Tahoe-Truckee School of Music brings self-expression center stage
The nonprofit Tahoe-Truckee School of Music operates a music booking service called Tahoe Music Professionals with over 100 performers on roster providing a wide array of music styles for various events. The school is always accepting donations of musical instruments and accessories of any kind. It has locations in Truckee (10038 Meadow Way, Suite E) and Tahoe City (2810 Lake Forest Road, Suite M). Visit http://www.tahoemusic.net to learn more.
TRUCKEE, Calif. — You’ve got rhythm — really, you do — and the Tahoe-Truckee School of Music wants to help bring your inner artist outward.
Making music is a therapeutic, intellectual hobby that will last a lifetime. Ben Martin, the school’s director, sees beyond the instantly gratifying benefits of performance and shared music’s impact.
“The benefits of learning an instrument are extensive,” he said.
Martin grew up in a music-loving family and was introduced to music by his older brothers and sisters; one of his sisters, in fact, also became a music teacher. He moved to the Lake Tahoe area at 19 and has been studying and making music ever since.
“In addition to the joy of playing music, students develop language skills, creative expression, craftsmanship, teamwork and confidence,” he said about what the music school provides and teachers. “Music develops the brain in many ways, resulting in greater brain-power and higher SAT scores.”
Twenty instructors specialize in guitar, piano, voice, ukulele, violin, drums, flute, trumpet, saxophone, harmonica, clarinet and even more at the school.
“We offer so much more than just a music lesson,” said instructor Sam Ravenna. “We offer group classes, song groups, jam sessions with different students who play different instruments that we mash-up together. We have a recording studio;there’s so much opportunity to make music.”

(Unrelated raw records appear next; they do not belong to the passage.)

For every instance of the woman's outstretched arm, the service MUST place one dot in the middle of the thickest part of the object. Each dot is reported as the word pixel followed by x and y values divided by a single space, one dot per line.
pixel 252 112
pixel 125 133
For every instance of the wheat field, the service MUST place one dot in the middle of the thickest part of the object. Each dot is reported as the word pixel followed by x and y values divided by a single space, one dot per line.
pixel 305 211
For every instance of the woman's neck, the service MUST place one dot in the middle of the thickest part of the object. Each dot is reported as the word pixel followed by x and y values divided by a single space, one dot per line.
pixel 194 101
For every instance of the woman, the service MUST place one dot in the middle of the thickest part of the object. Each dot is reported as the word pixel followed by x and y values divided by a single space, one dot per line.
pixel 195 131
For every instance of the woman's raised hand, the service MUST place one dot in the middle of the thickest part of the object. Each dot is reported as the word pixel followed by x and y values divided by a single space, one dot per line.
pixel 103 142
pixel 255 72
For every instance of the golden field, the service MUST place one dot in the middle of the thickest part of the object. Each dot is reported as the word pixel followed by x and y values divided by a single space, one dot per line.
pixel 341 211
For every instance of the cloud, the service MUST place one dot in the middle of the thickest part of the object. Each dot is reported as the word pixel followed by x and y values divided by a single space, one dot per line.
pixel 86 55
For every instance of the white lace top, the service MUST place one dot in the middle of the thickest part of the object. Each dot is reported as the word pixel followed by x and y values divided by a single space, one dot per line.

Ravenna learned to play bass when he was 13 and caught the bug. He has been teaching at the music school for the past three years and instructs students in a bit of everything, including guitar, piano, drums, bass, ukulele, voice and recording.
“Music is about actively doing, rather than just watching,” Martin said. “Studying music with an instructor is an age-old tradition. Our large roster of instructors allows us to match instructors and students of all ages based on individual styles and personalities.”
The nonprofit’s mission is to provide music education and performing opportunities for anyone and everyone in our community who is interested, regardless of their experience or financial means.
“Learning with an instructor helps you learn in the right direction,” Ravenna said. “It’s easy to develop incorrect habits or feel stuck in a certain spot, and instructors can help guide you and get your hand to work in a certain way with guitar, for example.”
The Tahoe-Truckee School of Music has grown since its inception in 2009 (the school officially became a nonprofit in September 2012), and Ravenna says he went from having one student to now having 25, plus 20 additional students he teaches at local elementary schools.
“Music is a really cool way to express yourself,” Ravenna said. “Scientists have quantified brain development through making music, plus it’s really fun. It’s like learning a new language — you’re using different parts of your brain from thinking mathematically to physically playing the instrument, once those skills come you naturally start thinking creatively.”
Students from the Tahoe-Truckee School of Music will perform twice in April, at Art Truckee in Truckee on the 5th and the Tahoe Art Haus in Tahoe City on the 20th.
The community can also catch performances from the main stage at the Made in Tahoe Festival on Memorial Day weekend at the Village at Squaw.